Urinary Levels of CD80 Protein Not Suitable to Distinguish Between Types of Kidney Disease, Study Suggests
Increased urinary excretion of the CD80 protein was found in all patients with active kidney diseases, including Alport syndrome, in a recent study, rendering the protein an unreliable diagnostic biomarker to differentiate between renal diseases, the researchers report.
The study, “The utility of urinary CD80 as a diagnostic marker in patients with renal diseases,” was published in the journal Scientific Reports.
Previous reports have suggested that measuring the levels of urine CD80 protein, which is found in certain immune cells, could be used as a potential biomarker to distinguish between patients with different kidney diseases, such as relapsing forms of minimal change disease, from other renal diseases, including focal glomerulosclerosis. However, more recent studies have failed to reproduce these initial findings.
Now, a group of Japanese researchers have investigated the potential diagnostic value of CD80 to differentiate patients with various renal diseases, including Alport syndrome.

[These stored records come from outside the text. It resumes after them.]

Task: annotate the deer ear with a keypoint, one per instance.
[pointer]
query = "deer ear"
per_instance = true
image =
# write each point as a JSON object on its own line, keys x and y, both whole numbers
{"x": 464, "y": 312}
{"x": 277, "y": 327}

The team collected a total of 55 urine samples, including those from 31 patients with minimal change disease, four patients with focal segmental glomerular sclerosis, four patients with inherited nephrotic syndrome, and five Alport syndrome patients.
The levels of CD80 in the urine — measured in nanograms (ng) and relative to grams (g) of creatinine (Cr), another urine-excreted protein — were significantly higher in patients with minimal change disease (mean of 91.5 ng/gCr), focal glomerulosclerosis (mean of 376.2 ng/g Cr), and inherited syndromes (mean of 220.1 ng/gCr) compared with patients with minimal change disease in remission (mean of 29.5 ng/gCr).
In comparing urinary CD80 values between active minimal change disease and other renal diseases, the researchers found no differences.
To better understand if the elevated levels of urinary CD80 could be related to the levels of this protein in the blood, the researchers measured CD80 level in the blood samples of 15 patients. They found no correlation with the amount of protein in these patients’ urine.
Moreover, in patients with higher levels of urinary CD80 (above 1,000 ng/gCr), the protein’s blood levels remained at a normal range (20-320 pg/mL).
Because urinary protein loss, or proteinuria, is a hallmark of renal disease, the team also explored whether CD80 urinary levels were a result of total protein in the urine. A positive correlation was found for samples of minimal change disease in relapse, focal segmental glomerular sclerosis, and inherited syndromes including Alport, which suggests that CD80 level might reflect glomerular damage severity.
In contrast with previous reports, “measuring urinary CD80 levels is not a reliable marker for the differential diagnosis of minimal change disease in relapse and other kidney diseases,” the researchers concluded.